The next Lender Center Conversation, happening this month, “Creative Activity as a Human Right,” is being led by Rolling, who is the Center’s newest co-director. As Rolling says, “Change-makers are not just creative in their own work, they make change in terms of society, as well.” Rolling knows that artists signify that “their identities, their experiences, their culture, their family are all of worth, of value” when they share their creations that have been made through the lens of personal experience. For these reasons, Rolling says, artists are “excellent traffickers in the realm of social justice.” For him, art is “an act of identity—ethnic, personal, cultural, national identity.” These concerns, he notes, are “not narrow; in the full array of what artists have done, we portray human experience.” To fulfill the demands of social justice, then, everyone’s experience must be represented in art so that we can share the “full human story.” The November 11th virtual event will “expand notions of how we view art,” making the point that “art is much broader than many people understand in terms of what it’s intended to do in the world,” says Rolling.

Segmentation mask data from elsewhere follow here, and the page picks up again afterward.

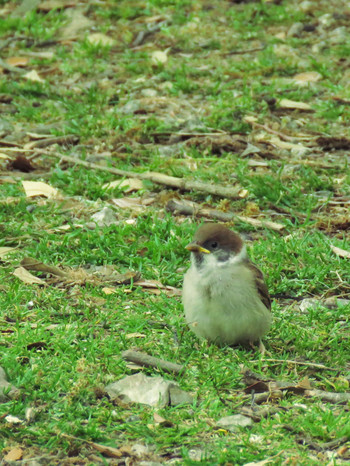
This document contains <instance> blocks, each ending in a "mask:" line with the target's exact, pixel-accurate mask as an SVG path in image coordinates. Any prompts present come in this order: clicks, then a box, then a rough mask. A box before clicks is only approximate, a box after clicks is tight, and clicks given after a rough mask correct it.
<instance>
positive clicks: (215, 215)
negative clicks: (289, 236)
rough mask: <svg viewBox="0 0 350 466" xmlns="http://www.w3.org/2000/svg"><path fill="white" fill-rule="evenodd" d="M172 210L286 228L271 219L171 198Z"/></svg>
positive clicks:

The event will feature “interdisciplinary artists, activists and educators with expertise in the arts, humanities and social sciences joining together to examine what it might mean to rethink creativity as a universal and inalienable human right, a remedy for complicated histories of inhumanity and carelessness, and a change-making, emancipatory form of social intelligence.” The event is free to attend, and registration is required at this link https://lendercenter.syr.edu/programs-events/.
In balancing faculty-centered, proactive Fellowship projects with Lender Center Conversations that are responsive to serious social justice issues as they gain public attention in the wake of current events, the Lender Center is sustaining the innovative, proactive, and interdisciplinary model the planners envisioned.